「ねえ霊夢、お願いがあるの!」
いつもはのんびりほわほわしている印象のあるルーミアですが、今日はなんだかやたら元気に満ち溢れているというか、テンションが高い様子です。
(妖精の様子がおかしいのはわかったけど、ルーミアみたいな妖怪まで……?)
いつもと違うルーミアの様子に、霊夢は胸の中の疑念が一回り大きくなるのを感じました。
「ちょっとだけでいいから、弾幕ごっこに付き合って!」
「あー? 私はあんたと違って暇じゃないんだけど。私は宴会の買い出しの帰りなのよ。この荷物が見えないの?」
そう言う霊夢ですが、ルーミアの方はもう完全にやる気になっている様子です。
「霊夢がイヤでもわたしはやる気満々だもん! 行くよー!」
「やれやれ……」
まあ言っても無駄か、と霊夢は小さくため息をつきました。まあ、どのみちこっちの方が話は早いか……そう判断した霊夢は、荷物を木の陰に置いてお祓い棒を構えます。同時に袖からばらばらばら……と無数のお札がこぼれ落ち、二人の周りを取り囲みました。
戦闘態勢に入った霊夢を前にしても、ルーミアはまったく怯む様子を見せません。それどころか、まるで音楽に合わせてダンスを踊るようにリズムを取り始めました。
「たん、たん、たん、はい!」
四方から襲ってくるお札を、ルーミアは軽くステップを踏むようにしてかわします。空中でくるんと身を翻しながら、流れるような動きで妖気弾を放ってきました。
「……!」
それだけの動作で、霊夢はルーミアの様子がいつもと違うことを確信しました。「まるで音楽に合わせてダンスを踊るように」ではなく、ルーミアはほんとうにダンスを踊っているのです。
ルーミアの様子がおかしいというのは、急に性格が別人のようになったとか、いきなり強くなったとかいうことではありません。戦い方がまったく違うのです。
霊夢はルーミアと初めて出会った紅霧異変から、何回もルーミアと弾幕ごっこをしたことがあります。

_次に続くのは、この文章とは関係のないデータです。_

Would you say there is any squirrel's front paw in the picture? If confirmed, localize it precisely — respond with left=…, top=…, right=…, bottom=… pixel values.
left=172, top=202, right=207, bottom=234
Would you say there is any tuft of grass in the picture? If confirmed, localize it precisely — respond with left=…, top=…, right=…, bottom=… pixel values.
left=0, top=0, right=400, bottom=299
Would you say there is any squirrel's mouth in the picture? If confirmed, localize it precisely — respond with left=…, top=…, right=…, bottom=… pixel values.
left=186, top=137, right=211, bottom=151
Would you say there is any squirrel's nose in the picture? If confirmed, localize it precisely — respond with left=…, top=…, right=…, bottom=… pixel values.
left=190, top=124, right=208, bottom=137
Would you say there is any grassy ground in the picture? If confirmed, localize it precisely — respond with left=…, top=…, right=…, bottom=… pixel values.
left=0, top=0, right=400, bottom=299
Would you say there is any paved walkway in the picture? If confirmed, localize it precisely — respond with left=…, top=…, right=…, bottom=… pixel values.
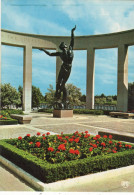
left=0, top=113, right=134, bottom=192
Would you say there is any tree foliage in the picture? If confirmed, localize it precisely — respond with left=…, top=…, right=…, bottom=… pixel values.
left=32, top=86, right=44, bottom=108
left=1, top=83, right=21, bottom=108
left=66, top=83, right=82, bottom=105
left=45, top=83, right=82, bottom=106
left=45, top=84, right=55, bottom=106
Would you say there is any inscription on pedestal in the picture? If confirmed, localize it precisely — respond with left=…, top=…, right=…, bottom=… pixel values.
left=53, top=110, right=73, bottom=118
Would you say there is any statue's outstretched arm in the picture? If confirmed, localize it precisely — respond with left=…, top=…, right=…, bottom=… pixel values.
left=70, top=25, right=76, bottom=49
left=39, top=48, right=60, bottom=56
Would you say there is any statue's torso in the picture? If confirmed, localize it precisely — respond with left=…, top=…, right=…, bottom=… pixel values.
left=60, top=48, right=74, bottom=66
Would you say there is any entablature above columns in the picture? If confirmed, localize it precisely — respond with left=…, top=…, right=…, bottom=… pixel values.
left=1, top=29, right=134, bottom=50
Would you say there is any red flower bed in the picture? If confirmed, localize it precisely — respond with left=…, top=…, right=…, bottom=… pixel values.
left=9, top=131, right=134, bottom=163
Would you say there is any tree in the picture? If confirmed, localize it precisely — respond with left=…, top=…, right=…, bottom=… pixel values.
left=66, top=83, right=82, bottom=106
left=45, top=83, right=82, bottom=106
left=18, top=85, right=23, bottom=107
left=128, top=82, right=134, bottom=97
left=45, top=84, right=55, bottom=106
left=80, top=95, right=86, bottom=102
left=32, top=86, right=44, bottom=108
left=1, top=83, right=21, bottom=108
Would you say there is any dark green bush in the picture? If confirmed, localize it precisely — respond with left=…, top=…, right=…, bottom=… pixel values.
left=73, top=109, right=104, bottom=115
left=0, top=109, right=24, bottom=116
left=38, top=108, right=53, bottom=113
left=0, top=140, right=134, bottom=183
left=0, top=119, right=18, bottom=125
left=38, top=109, right=104, bottom=115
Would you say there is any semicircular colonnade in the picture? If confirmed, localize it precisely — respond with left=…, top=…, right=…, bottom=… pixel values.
left=1, top=29, right=134, bottom=112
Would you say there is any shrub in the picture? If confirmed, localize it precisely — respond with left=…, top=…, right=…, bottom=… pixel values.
left=0, top=136, right=134, bottom=183
left=0, top=109, right=24, bottom=116
left=73, top=109, right=104, bottom=115
left=38, top=108, right=53, bottom=113
left=0, top=119, right=18, bottom=125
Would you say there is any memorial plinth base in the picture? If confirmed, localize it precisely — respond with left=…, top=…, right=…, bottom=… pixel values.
left=53, top=110, right=73, bottom=118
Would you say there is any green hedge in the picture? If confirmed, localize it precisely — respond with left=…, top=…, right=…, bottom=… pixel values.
left=73, top=109, right=104, bottom=115
left=0, top=119, right=18, bottom=125
left=38, top=108, right=53, bottom=113
left=0, top=109, right=24, bottom=116
left=0, top=140, right=134, bottom=183
left=38, top=108, right=104, bottom=115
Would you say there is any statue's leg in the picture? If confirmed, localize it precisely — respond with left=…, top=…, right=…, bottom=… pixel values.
left=61, top=70, right=71, bottom=102
left=55, top=67, right=63, bottom=99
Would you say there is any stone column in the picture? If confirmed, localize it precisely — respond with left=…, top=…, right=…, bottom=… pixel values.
left=86, top=48, right=95, bottom=109
left=56, top=49, right=62, bottom=81
left=117, top=45, right=128, bottom=112
left=22, top=45, right=32, bottom=113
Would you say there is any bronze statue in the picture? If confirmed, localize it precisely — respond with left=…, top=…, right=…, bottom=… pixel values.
left=40, top=26, right=76, bottom=108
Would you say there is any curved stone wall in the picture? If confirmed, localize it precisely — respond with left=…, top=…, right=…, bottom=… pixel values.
left=1, top=29, right=134, bottom=112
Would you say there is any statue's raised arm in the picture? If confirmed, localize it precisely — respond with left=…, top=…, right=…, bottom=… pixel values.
left=39, top=48, right=60, bottom=56
left=70, top=25, right=76, bottom=49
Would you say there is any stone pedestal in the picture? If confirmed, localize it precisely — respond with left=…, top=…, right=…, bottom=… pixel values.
left=53, top=110, right=73, bottom=118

そのため、霊夢はルーミアの弾幕ごっこのクセや使ってくるスペルカードの種類はもちろんのこと、弾幕の避け方や安全地帯までしっかり把握しています。
しかし、今のルーミアの動き、弾幕の張り方、特にこのダンスを踊るようにして弾幕を撃ってくるという戦い方は初めてのものでした。

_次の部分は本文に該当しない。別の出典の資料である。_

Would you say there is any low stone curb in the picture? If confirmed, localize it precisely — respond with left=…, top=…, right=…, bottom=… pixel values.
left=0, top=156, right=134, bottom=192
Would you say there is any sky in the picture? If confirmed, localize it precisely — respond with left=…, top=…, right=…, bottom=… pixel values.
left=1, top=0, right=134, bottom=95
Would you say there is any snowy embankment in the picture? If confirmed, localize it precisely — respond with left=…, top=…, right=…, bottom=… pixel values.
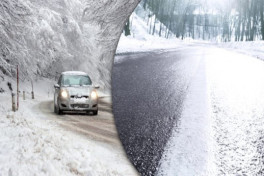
left=0, top=80, right=133, bottom=176
left=116, top=4, right=189, bottom=54
left=216, top=41, right=264, bottom=60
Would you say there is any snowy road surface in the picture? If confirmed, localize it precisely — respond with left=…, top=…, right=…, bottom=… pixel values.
left=34, top=98, right=120, bottom=146
left=112, top=46, right=264, bottom=176
left=0, top=91, right=138, bottom=176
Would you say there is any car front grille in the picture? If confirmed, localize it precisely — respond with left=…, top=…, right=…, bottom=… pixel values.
left=71, top=95, right=89, bottom=98
left=71, top=104, right=89, bottom=109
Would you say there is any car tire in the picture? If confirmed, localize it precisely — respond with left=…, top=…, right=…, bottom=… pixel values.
left=93, top=110, right=98, bottom=115
left=54, top=101, right=63, bottom=115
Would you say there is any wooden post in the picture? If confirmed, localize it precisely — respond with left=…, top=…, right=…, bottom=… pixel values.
left=31, top=81, right=35, bottom=99
left=17, top=65, right=19, bottom=110
left=23, top=91, right=26, bottom=100
left=11, top=93, right=16, bottom=112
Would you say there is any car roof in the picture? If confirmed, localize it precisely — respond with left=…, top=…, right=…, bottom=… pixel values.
left=61, top=71, right=88, bottom=75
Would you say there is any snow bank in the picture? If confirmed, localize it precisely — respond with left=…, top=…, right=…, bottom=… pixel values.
left=217, top=41, right=264, bottom=60
left=0, top=93, right=135, bottom=176
left=117, top=4, right=189, bottom=54
left=157, top=55, right=216, bottom=176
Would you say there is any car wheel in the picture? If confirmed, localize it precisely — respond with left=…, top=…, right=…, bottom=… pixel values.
left=54, top=101, right=63, bottom=115
left=93, top=110, right=98, bottom=115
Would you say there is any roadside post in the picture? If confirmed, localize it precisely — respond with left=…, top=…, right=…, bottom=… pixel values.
left=23, top=91, right=26, bottom=100
left=11, top=93, right=16, bottom=112
left=17, top=65, right=19, bottom=110
left=31, top=80, right=35, bottom=99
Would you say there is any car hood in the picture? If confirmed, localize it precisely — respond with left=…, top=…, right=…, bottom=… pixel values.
left=63, top=86, right=94, bottom=97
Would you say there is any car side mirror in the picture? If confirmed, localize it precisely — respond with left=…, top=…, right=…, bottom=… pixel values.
left=54, top=84, right=60, bottom=89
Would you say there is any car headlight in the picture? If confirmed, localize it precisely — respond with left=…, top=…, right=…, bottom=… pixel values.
left=91, top=90, right=97, bottom=100
left=61, top=90, right=68, bottom=98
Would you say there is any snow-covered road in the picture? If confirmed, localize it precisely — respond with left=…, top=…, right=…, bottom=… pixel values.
left=158, top=48, right=264, bottom=176
left=0, top=93, right=138, bottom=176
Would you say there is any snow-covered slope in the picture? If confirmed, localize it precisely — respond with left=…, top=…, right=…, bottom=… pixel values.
left=0, top=0, right=139, bottom=90
left=117, top=4, right=189, bottom=54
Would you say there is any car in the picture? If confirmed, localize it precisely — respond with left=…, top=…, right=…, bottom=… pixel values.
left=54, top=71, right=99, bottom=115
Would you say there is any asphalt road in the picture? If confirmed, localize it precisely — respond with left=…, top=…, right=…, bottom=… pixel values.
left=112, top=47, right=204, bottom=175
left=112, top=45, right=264, bottom=176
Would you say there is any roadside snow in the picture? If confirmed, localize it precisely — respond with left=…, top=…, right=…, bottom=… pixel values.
left=157, top=54, right=215, bottom=176
left=116, top=5, right=190, bottom=54
left=217, top=41, right=264, bottom=60
left=0, top=78, right=135, bottom=176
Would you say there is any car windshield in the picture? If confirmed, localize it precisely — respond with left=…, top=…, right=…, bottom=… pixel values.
left=61, top=75, right=92, bottom=86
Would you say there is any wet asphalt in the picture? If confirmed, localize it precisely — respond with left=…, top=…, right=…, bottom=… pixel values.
left=112, top=47, right=204, bottom=176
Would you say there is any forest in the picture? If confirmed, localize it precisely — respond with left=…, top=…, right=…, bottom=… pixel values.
left=127, top=0, right=264, bottom=42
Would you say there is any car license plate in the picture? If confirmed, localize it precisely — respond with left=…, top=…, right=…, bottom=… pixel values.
left=74, top=98, right=86, bottom=104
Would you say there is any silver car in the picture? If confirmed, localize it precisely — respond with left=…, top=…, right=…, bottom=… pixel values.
left=54, top=71, right=99, bottom=115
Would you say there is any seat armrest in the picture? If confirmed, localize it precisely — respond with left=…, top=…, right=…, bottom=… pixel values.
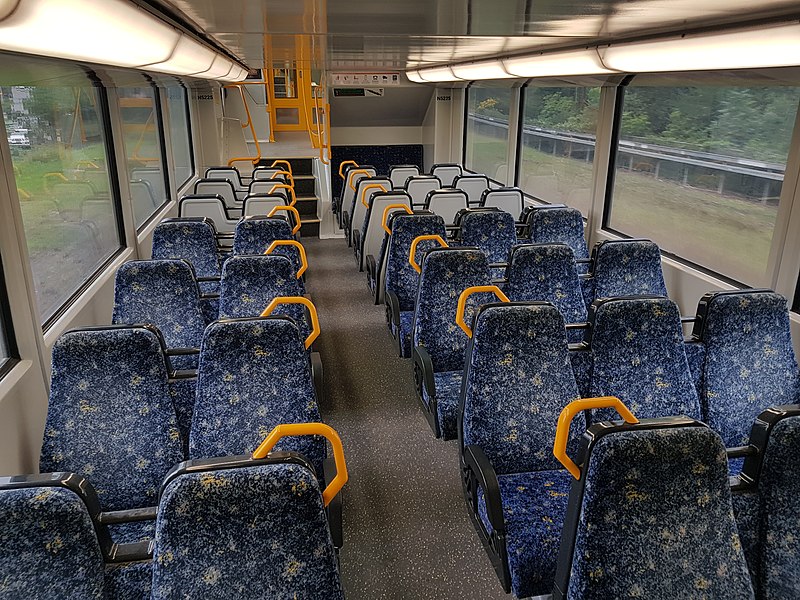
left=464, top=444, right=506, bottom=535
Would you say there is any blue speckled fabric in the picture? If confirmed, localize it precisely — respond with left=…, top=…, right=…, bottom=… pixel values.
left=153, top=219, right=220, bottom=282
left=189, top=319, right=325, bottom=475
left=567, top=427, right=754, bottom=600
left=592, top=240, right=667, bottom=298
left=413, top=248, right=496, bottom=373
left=112, top=260, right=205, bottom=354
left=590, top=298, right=700, bottom=421
left=219, top=255, right=311, bottom=340
left=0, top=487, right=106, bottom=600
left=385, top=215, right=447, bottom=310
left=478, top=470, right=572, bottom=598
left=463, top=304, right=586, bottom=474
left=233, top=217, right=306, bottom=294
left=701, top=291, right=800, bottom=447
left=152, top=464, right=344, bottom=600
left=530, top=208, right=589, bottom=258
left=39, top=328, right=183, bottom=510
left=461, top=210, right=517, bottom=278
left=759, top=417, right=800, bottom=600
left=504, top=244, right=586, bottom=343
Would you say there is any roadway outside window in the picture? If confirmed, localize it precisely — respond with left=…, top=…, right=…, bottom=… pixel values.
left=464, top=87, right=511, bottom=184
left=606, top=86, right=800, bottom=286
left=518, top=87, right=600, bottom=216
left=118, top=85, right=169, bottom=229
left=165, top=84, right=194, bottom=188
left=0, top=79, right=120, bottom=324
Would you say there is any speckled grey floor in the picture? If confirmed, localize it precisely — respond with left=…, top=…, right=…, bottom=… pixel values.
left=303, top=239, right=511, bottom=600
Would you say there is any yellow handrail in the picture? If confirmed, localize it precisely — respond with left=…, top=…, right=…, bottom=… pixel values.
left=456, top=285, right=511, bottom=338
left=261, top=296, right=320, bottom=349
left=253, top=423, right=347, bottom=506
left=264, top=240, right=308, bottom=279
left=553, top=396, right=639, bottom=479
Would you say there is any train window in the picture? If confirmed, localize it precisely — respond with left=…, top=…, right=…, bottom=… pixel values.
left=0, top=75, right=121, bottom=326
left=119, top=85, right=168, bottom=229
left=166, top=84, right=194, bottom=188
left=606, top=85, right=800, bottom=285
left=519, top=87, right=600, bottom=216
left=464, top=87, right=511, bottom=184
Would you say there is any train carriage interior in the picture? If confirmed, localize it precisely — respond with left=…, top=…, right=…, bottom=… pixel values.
left=0, top=0, right=800, bottom=600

ルーミアは、言ってしまえば弾幕ごっこはあまり強くはありません。本人はあまり勝ち負けは気にしていないようですが霊夢との弾幕ごっこには一度も勝ったことがないくらいです。
しかし、今のルーミアの動きは、正確にリズムに乗っていました。まるで武術の達人が相手の攻撃に対して勢いや力ではなくリズムでいなしてしまうように、ルーミアは無駄な動きもなく霊夢の放つ弾幕をかわしながら攻撃を仕掛けてくるのです。

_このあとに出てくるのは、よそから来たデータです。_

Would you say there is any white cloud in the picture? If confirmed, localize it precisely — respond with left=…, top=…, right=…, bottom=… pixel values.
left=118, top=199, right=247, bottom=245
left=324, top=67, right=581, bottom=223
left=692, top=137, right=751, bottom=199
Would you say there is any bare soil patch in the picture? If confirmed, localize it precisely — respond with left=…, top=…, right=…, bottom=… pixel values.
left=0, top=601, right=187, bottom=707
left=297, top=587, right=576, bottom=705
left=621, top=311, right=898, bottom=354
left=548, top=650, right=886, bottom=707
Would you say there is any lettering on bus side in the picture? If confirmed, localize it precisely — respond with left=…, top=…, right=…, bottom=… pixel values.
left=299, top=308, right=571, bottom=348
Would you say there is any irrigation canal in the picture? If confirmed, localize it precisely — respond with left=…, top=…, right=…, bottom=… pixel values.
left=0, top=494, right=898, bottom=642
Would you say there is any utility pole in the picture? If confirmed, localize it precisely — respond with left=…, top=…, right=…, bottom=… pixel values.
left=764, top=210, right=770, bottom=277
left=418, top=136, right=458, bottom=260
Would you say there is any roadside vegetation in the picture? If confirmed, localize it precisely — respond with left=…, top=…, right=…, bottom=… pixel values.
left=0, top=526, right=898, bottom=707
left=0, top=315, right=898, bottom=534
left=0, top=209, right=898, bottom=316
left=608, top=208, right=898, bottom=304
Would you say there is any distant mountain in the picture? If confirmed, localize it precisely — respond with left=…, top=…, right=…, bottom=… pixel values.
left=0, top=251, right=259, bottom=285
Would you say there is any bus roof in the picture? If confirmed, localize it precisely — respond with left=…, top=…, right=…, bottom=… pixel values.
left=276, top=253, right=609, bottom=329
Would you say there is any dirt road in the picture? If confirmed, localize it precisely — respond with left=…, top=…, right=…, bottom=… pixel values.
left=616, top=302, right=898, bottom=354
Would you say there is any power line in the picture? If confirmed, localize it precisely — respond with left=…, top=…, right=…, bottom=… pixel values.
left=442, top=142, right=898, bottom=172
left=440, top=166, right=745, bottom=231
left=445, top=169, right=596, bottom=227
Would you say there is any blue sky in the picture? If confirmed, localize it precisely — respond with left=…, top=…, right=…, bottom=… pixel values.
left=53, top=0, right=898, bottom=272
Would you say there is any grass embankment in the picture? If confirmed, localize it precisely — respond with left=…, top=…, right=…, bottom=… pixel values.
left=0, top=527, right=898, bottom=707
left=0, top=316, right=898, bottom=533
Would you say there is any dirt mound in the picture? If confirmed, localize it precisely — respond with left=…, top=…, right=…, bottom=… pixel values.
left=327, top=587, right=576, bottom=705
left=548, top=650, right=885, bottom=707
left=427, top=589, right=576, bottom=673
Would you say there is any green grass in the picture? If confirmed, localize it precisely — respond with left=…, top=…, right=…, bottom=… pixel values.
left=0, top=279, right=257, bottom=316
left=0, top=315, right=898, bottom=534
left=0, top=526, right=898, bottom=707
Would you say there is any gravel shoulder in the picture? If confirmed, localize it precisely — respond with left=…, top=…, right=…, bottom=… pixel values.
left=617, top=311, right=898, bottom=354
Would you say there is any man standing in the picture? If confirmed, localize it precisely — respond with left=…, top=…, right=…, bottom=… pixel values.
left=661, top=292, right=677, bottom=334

霊夢は自分の中の警戒度がひとつ上がるのを感じながら、袖からこぼれ出たお札に力を込めます。霊力を流し込まれたお札は集まり固まり、球体に変化しました。
飛び交うお札の嵐の次に霊夢が放ったのは、紅白の陰陽玉。陰陽玉は地面や木々の間を跳ねながら、不規則な軌道を描いてルーミアに襲いかかります。